Small bowel dysmotility manifests in delayed meal transit in patients prone to constipation and in accelerated meal transit in patients prone to diarrhea. In addition, patients exhibit shorter intervals between migratory motor complexes (the predominant interdigestive small bowel motor patterns).
Current theories integrate these widespread motility aberrations and hypothesize a generalized smooth muscle hyperresponsiveness. They describe increased urinary symptoms, including frequency, urgency, nocturia, and hyperresponsiveness to methacholine challenge.

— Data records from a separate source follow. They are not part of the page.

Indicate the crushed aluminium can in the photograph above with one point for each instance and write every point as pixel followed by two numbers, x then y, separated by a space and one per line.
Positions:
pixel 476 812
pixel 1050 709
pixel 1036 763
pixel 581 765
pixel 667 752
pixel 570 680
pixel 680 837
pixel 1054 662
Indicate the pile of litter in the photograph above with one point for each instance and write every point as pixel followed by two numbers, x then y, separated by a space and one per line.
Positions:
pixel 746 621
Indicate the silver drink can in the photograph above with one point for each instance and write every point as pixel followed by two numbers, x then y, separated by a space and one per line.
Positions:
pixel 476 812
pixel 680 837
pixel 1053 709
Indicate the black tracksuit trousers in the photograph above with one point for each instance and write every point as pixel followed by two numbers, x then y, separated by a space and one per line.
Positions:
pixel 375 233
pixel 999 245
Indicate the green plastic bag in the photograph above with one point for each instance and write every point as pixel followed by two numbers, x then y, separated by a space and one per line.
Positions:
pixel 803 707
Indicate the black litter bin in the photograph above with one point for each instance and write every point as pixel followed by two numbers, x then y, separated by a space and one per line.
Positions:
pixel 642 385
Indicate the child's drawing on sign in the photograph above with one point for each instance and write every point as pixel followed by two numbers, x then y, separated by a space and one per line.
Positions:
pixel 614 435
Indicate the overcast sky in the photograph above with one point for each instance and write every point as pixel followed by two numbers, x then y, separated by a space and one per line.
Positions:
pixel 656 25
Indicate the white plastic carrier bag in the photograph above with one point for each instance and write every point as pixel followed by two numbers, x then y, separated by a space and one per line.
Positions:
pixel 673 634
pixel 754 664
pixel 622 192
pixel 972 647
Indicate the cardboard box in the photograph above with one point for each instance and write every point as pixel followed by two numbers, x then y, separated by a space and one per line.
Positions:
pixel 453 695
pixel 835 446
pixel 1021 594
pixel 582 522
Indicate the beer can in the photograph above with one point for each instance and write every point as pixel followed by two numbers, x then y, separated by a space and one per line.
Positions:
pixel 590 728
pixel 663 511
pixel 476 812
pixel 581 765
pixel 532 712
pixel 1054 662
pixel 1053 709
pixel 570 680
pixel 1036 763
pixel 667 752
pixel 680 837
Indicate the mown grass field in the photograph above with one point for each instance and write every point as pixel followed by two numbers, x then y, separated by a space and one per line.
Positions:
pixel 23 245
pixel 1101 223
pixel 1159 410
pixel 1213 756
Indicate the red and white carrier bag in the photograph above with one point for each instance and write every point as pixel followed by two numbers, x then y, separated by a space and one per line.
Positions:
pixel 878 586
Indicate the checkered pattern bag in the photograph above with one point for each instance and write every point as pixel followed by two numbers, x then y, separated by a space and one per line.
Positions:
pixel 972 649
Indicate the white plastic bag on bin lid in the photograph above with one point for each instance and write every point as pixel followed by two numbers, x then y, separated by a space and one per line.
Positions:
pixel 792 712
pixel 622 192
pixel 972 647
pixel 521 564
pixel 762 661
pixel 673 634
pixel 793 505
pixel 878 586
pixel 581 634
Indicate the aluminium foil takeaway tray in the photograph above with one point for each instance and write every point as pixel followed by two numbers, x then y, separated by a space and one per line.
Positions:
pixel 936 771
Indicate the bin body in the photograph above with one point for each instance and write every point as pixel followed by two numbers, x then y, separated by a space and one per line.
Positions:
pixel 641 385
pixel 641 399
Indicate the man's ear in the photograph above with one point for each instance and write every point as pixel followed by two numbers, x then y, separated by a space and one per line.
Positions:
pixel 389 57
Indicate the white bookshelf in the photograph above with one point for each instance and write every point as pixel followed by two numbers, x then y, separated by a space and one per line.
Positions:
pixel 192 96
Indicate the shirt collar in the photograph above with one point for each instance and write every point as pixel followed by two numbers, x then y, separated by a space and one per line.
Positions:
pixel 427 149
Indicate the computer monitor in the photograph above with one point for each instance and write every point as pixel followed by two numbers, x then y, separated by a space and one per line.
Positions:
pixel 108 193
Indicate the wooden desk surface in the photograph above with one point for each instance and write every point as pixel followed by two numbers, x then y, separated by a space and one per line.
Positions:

Visceral hypersensitivity (the experience of pain in internal organs at an increased level than what is normally expected) may also play a role in irritable bowel syndrome (IBS). This pain sensitivity is usually studied using some variation of balloon distention in the rectum, and as an overall research trend people who suffer from IBS experience discomfort and pain in the rectal area at lower levels of pressure than individuals who do not suffer from IBS. But the issue is not a simple one; it appears likely that the visceral hypersensitivity seen in some IBS patients is a result of changes in nervous system functioning on both the level of the intestines and the brain. At the level of the gut, it seems as if nerve pathways in the gastrointestinal tract become sensitized to stimulation, resulting in over-reactivity and resulting in pain amplification. Brain imaging studies provide more clues; in individuals who do not have IBS, rectal distension triggers a response in parts of the brain that are associated with modulating pain. In IBS patients, this same rectal stimulation triggers a response in the parts of the brain associated with vigilance and anxiety -- parts of the brain that serve to amplify the sensation of pain.

Certain types of psychotherapy have been shown to be effective in reducing IBS symptoms. Although it is not known precisely why therapy is beneficial, it is thought to be related to the effect of the therapy on the close interconnections between the brain and the intestinal system.